Insight will also let you know your partner better. Let’s say your partner shows up late for a date. With insight, you’ll know why. For example, maybe your partner is late for everything. It’s nothing about you or the relationship. That’s just who your partner is.

The second skill is mutuality.

Mutuality is about knowing that both people have needs and that both sets of needs matter. With mutuality, you’ll be able to convey your own needs in a clear direct fashion; that increases the likelihood you’ll get them met.

Let’s say you have to go to a really stressful family event, and you’d like your partner to be there with you. You might say directly: “You know, this is going to be stressful for me. I’d really love for you to be there; you’ll be a really good buffer for me. Is there any way you can clear your schedule to come with me?”

Of course, mutuality is about ensuring your partner’s needs are addressed, too.
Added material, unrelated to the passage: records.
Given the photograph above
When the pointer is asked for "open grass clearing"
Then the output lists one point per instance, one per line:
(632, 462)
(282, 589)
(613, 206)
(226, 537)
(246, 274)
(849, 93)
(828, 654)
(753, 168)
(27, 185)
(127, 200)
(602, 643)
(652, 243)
Let’s say you know that your partner really likes to go to the gym first thing in the morning — it makes your partner feel better the rest of the day. Mutuality will let you be willing to support your partner in this even though you’d really rather have your partner spend quality time with you.

The third — and final — skill is emotion regulation.

Emotion regulation is an important skill to have in all of your relationships – romantic and platonic – because it enables you to tolerate uncomfortable feelings while also maintaining self-respect and a commitment to your own needs. It is about regulating your feelings in response to things that happen in your relationship. With emotion regulation, you’ll be able to keep your emotions calm and to keep things that happen in your relationship in perspective.

Emotion regulation means developing the ability to manage those moments when you might worry or snap. Davila gives the example of waiting for a text back from your partner: “That text isn’t coming. You’re getting really anxious. You’re checking your phone every two seconds. With emotion regulation, you’ll be able to tell yourself, ‘You know what? Calm down — the text is going to come. I don’t need to check my phone every second. I’m just going to put it away and focus on the task at hand’.

These three skills – insight, emotion regulation and mutuality will help you develop and enjoy healthier and happier relationships.

Relationships can be full of fun, romance, excitement, intense feelings, and occasional heartache, too. Whether you’re single or in a relationship, remember that it’s good to be choosy about who you get close to. If you’re still waiting, take your time and get to know plenty of people.

What skills do you need to work on to forge strong and healthy relationships?

How can you avoid being in unhealthy relationships?